Publié le Jeudi 17 mai 2018 à 11h26.

Italie : crise de gouvernance ?

Deux mois après les élections générales du 4 mars, les forces politiques italiennes n’ont pas réussi à former un gouvernement de coalition ni à construire une majorité parlementaire.

Comme aucun parti ou coalition n’a obtenu les voix et les sièges nécessaires pour imposer ses choix, on assiste à une série sans fin de manœuvres et de vétos croisés. Ce sont des forces toutes compatibles avec la bourgeoisie et intégrées à la gestion libérale du système. La gauche est absente ou insignifiante dans le Parlement.

Instabilité 

Le M5S (Mouvement 5 étoiles) avec son score de 32,7 %, a d’abord cherché à gouverner avec une force de droite, la Ligue dirigée par Salvini, et lui a demandé de rompre son alliance avec Berlusconi. Après l’échec de cette tentative, le candidat du M5S, Di Maio, a tenté l’alliance avec le PD (parti démocratique, social-libéral), très divisé mais encore contrôlé par son ancien dirigeant, Renzi, qui a refusé la proposition.

Face aux inquiétudes des forces économiques dominantes, surtout préoccupées par le rôle de l’Italie dans les prochaines échéances économiques et institutionnelles européennes parmi lesquelles la questions douanière (l’Italie est un important exportateur), le président de la République, Matarella, a avancé l’idée d’un gouvernement de « trêve » pour éviter de nouvelles élections et préparer la loi de finances d’automne dans le respect des règles européennes.

La défaite et l’affaiblissement du PD et de Forza Italia (le parti de Berlusconi), qui sont les meilleures expressions des intérêts et de la vision politique de la bourgeoisie, ont fait du M5S et de la Ligue les protagonistes de cette partie d’échecs (même si le PD et Forza Italia peuvent encore peser sur le processus).

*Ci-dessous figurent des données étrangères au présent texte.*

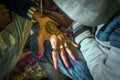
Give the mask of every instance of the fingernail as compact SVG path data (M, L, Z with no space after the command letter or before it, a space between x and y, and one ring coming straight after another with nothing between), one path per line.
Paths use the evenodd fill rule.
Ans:
M74 60L74 61L78 61L77 57L73 57L73 60Z
M81 47L81 46L78 44L78 45L77 45L77 48L79 49L80 47Z
M70 68L71 68L70 64L68 64L68 65L67 65L67 68L68 68L68 69L70 69Z
M55 67L55 70L56 70L57 72L58 72L58 69L59 69L58 66L56 66L56 67Z
M42 54L38 53L38 59L41 59L41 58L42 58Z

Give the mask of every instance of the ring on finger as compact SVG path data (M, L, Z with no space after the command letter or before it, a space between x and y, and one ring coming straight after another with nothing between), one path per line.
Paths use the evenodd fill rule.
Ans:
M58 49L58 48L53 48L52 51L54 51L54 52L58 52L59 49Z
M60 45L60 49L63 49L63 47L64 47L63 45Z

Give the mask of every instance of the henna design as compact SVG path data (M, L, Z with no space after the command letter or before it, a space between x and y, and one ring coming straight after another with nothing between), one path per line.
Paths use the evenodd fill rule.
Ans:
M55 34L58 35L60 34L59 29L56 27L56 24L52 21L48 21L45 25L45 30L46 32L50 33L50 34Z

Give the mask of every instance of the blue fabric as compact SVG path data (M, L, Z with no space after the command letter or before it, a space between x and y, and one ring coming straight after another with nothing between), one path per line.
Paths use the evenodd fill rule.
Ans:
M120 48L120 15L115 16L107 25L103 26L97 38L101 41L110 41L110 44Z
M37 30L39 30L39 29L35 29L35 27L36 26L33 27L33 31L38 32ZM33 51L33 54L38 60L38 57L37 57L37 54L38 54L37 33L34 33L31 36L30 43L31 43L31 49ZM53 80L53 79L54 80L64 80L64 79L62 79L62 77L59 78L60 76L56 77L56 75L60 71L62 73L64 73L65 75L71 77L73 80L93 80L92 76L89 73L87 66L82 61L78 61L78 62L73 61L69 56L67 56L67 58L70 62L71 68L67 69L59 56L58 65L59 65L60 71L55 74L55 71L54 71L55 69L53 67L53 60L52 60L52 54L51 54L52 53L51 44L49 41L46 41L44 43L44 46L45 46L44 56L38 61L40 63L40 66L48 73L48 76L50 76L51 80ZM52 68L50 68L51 66L52 66Z
M2 80L15 67L24 41L30 32L25 25L25 19L13 14L13 20L0 32L0 80Z
M29 19L27 16L28 9L37 6L32 0L0 0L0 4L4 4L11 11L27 19Z

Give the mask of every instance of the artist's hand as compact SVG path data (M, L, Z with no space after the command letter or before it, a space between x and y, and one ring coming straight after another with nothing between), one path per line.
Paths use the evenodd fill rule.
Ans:
M70 64L66 58L65 50L69 54L69 56L74 61L76 61L77 59L70 50L68 43L72 44L75 47L79 47L79 45L75 44L72 40L63 35L63 33L57 28L57 24L49 17L40 18L38 22L41 26L38 35L38 57L41 58L43 56L44 41L49 40L53 49L51 54L53 57L55 69L58 70L58 54L60 54L65 66L67 68L70 68Z

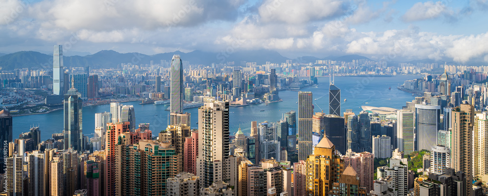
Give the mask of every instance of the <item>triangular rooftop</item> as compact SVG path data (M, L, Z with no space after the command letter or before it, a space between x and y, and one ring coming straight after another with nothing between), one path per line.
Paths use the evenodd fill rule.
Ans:
M319 144L315 146L315 147L332 148L333 146L334 146L334 144L330 142L330 140L329 140L329 139L327 138L326 137L324 137L320 140Z
M351 166L349 165L346 168L346 169L344 170L344 172L342 173L342 175L356 176L357 173L356 173L355 171L354 171L354 169L353 169L352 167L351 167Z

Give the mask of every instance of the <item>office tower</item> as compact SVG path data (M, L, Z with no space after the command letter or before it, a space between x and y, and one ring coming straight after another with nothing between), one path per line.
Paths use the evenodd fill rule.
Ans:
M63 95L65 92L62 59L62 46L55 45L53 53L53 94L58 95Z
M115 104L115 103L114 103ZM105 131L107 130L107 124L111 122L110 113L102 112L95 114L95 127L102 127L103 135L105 135ZM102 135L97 135L96 137L102 137Z
M199 196L200 179L192 174L183 173L166 180L168 196Z
M432 146L430 152L430 167L429 172L439 175L445 173L446 169L449 167L450 158L450 150L449 148L438 145Z
M473 176L488 175L488 113L476 114L473 128Z
M449 80L449 76L446 70L444 73L441 75L439 82L439 93L441 95L451 95L451 83Z
M183 172L183 168L186 166L183 161L183 151L184 149L185 138L190 136L190 127L184 125L168 125L166 130L164 131L170 133L170 138L164 138L165 137L160 137L159 141L163 142L163 140L169 139L171 142L171 145L175 148L175 154L177 156L176 166L175 168L177 174ZM162 132L164 133L164 132ZM162 134L160 133L160 135Z
M326 137L323 138L315 146L314 154L306 160L307 195L324 196L331 190L332 184L337 181L344 171L344 165L340 165L341 159L337 153L335 146ZM326 168L329 169L316 172Z
M306 194L305 188L306 180L306 163L303 160L293 163L293 194L294 196L305 196Z
M400 160L390 159L389 166L378 167L376 174L380 179L386 179L391 176L393 179L391 188L397 190L397 195L405 196L408 192L408 168L401 162Z
M124 106L121 110L121 122L128 122L130 123L130 131L136 130L136 113L134 111L134 106Z
M371 123L367 112L361 112L359 114L359 148L360 151L372 152L371 150Z
M285 120L288 124L288 152L293 152L297 150L297 116L295 111L285 113Z
M105 193L107 195L113 195L115 190L114 185L115 172L117 168L115 164L116 160L115 152L113 150L118 143L119 136L122 133L130 132L130 124L129 122L121 122L107 124L106 142L105 142Z
M110 103L110 123L117 123L120 121L121 113L122 112L122 104L120 103Z
M298 160L312 154L312 92L298 92Z
M198 126L197 174L201 186L208 187L222 177L222 167L218 167L230 152L229 102L205 103L198 108Z
M193 88L184 88L184 100L187 102L193 101Z
M368 190L360 185L360 177L352 168L347 166L337 182L332 185L332 189L328 192L328 196L365 196ZM371 182L372 183L372 182Z
M440 106L415 105L418 151L430 150L437 145L437 131L441 129L440 115Z
M241 73L241 70L234 70L232 72L232 88L241 88L241 83L243 80L242 73ZM240 93L241 91L239 92ZM234 96L238 96L238 95L234 94Z
M322 112L316 112L312 116L312 149L324 137L324 115Z
M256 155L256 158L254 160L254 164L259 163L261 158L259 157L260 153L259 152L259 133L258 132L258 122L256 121L251 122L251 134L249 137L254 139L254 153ZM252 160L251 160L252 161Z
M186 163L183 171L197 174L197 156L198 156L198 131L192 131L190 136L185 138L183 161Z
M278 85L278 77L276 76L276 70L271 69L269 73L269 93L276 94L278 91L276 88Z
M88 98L92 98L98 97L98 90L100 89L98 86L98 75L88 76L87 85Z
M5 143L8 144L13 142L12 140L12 115L10 115L10 112L5 109L0 111L0 140L3 141L3 143L1 145L3 146L1 148L1 151L5 152L6 150L7 154L13 152L9 151L8 149L5 149L6 148ZM0 156L0 169L1 170L1 171L3 171L3 169L5 168L5 159L6 159L7 157L7 156L5 156L4 153L3 155Z
M14 154L13 156L6 158L6 168L4 170L7 178L5 179L4 184L4 192L9 193L7 195L21 196L25 194L24 186L27 182L27 176L23 174L23 156Z
M75 88L71 80L71 88L64 94L64 149L72 148L81 153L83 151L82 110L83 101L81 93Z
M175 54L171 59L170 80L171 94L170 112L183 113L183 64L180 55ZM166 93L166 91L164 93Z
M461 104L452 109L451 117L451 167L465 173L466 195L471 195L473 179L473 125L474 107Z
M329 86L329 114L341 116L341 89L334 85L334 76Z
M82 98L88 97L88 76L86 73L71 73L69 74L69 79L72 82L72 88L74 88L80 92Z
M29 180L29 195L43 196L44 186L47 178L44 176L45 164L47 163L44 153L39 150L34 150L27 154L25 157L27 164Z
M415 119L413 112L407 110L397 111L397 137L398 149L405 154L414 151L414 128Z
M334 144L336 150L346 154L347 145L344 117L328 114L324 115L323 119L324 137L326 137Z
M286 149L288 147L288 123L285 120L278 121L276 122L276 130L280 147Z
M348 161L349 165L358 172L358 176L361 181L360 183L361 186L366 187L368 192L372 190L373 176L374 172L374 167L373 166L374 156L373 154L368 152L357 153L348 151L346 157L343 157L343 159L345 161ZM345 166L346 165L345 164Z
M347 117L347 149L359 151L359 119L355 115Z
M156 92L161 92L161 76L156 76Z
M189 113L173 113L169 114L169 125L185 125L188 126L191 125L190 122Z
M373 154L375 158L391 157L391 139L389 136L373 136Z

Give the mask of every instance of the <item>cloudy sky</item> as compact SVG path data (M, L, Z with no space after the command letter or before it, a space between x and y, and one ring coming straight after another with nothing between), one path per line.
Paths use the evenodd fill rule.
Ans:
M268 49L488 61L488 0L0 0L0 52Z

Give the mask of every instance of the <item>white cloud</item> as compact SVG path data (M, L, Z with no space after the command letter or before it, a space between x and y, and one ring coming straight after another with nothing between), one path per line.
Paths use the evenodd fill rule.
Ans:
M419 2L407 10L402 18L406 22L413 22L436 18L445 14L448 17L453 14L441 1Z

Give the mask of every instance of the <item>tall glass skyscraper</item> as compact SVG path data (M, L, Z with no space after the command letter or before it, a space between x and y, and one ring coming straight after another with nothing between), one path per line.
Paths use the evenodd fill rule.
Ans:
M78 153L83 152L82 108L81 94L75 88L72 79L71 88L64 94L64 149L73 148Z
M171 59L171 72L170 81L170 112L183 113L183 64L180 55L175 54Z
M62 46L54 45L53 54L53 93L64 94L64 70L62 65Z
M341 89L334 85L334 75L329 86L329 114L341 116Z
M306 160L312 154L312 92L298 92L298 160Z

Construire les mobilisations

Ces derniers jours, nous assistons à une tentative difficile du M5S et de la Ligue de constituer un gouvernement. Le fait que le M5S, qui a obtenu de nombreuses voix en provenance de la gauche, considère comme normale, voire « historique », une alliance avec une force xénophobe et réactionnaire comme la Ligue [qui entretient des relations avec le FN, NDT] en dit long sur la nature de ce parti. Salvini, qui pourrait être le nouveau ministre de l’Intérieur, n’a pas hésité à affirmer qu’il veut « avoir les mains libres avec les migrants ».

Derrière cette crise prolongée se manifeste un problème plus complexe : la bourgeoisie italienne a réussi à infliger une lourde défaite au mouvement ouvrier, mais n’a pas pu se donner une assiette politique stable et construire des partis capables de gérer les politiques d’austérité et de maintenir un consensus social (cela sans parler de la médiocrité du nouveau personnel politique).

Dans le même temps, le mouvement ouvrier, en raison des défaites subies et du recul du niveau de conscience, ne réussit pas à être une force politique et est donc, pour le moment, absent de la scène politique, malgré les luttes et les résistances qui se déroulent.

Mais c’est de ces luttes que doit repartir l’intervention des forces de gauche pour construire une opposition au prochain gouvernement, qui sera très mauvais quel qu’il soit : la question centrale, tant sociale que politique, est la reprise des mouvements sociaux.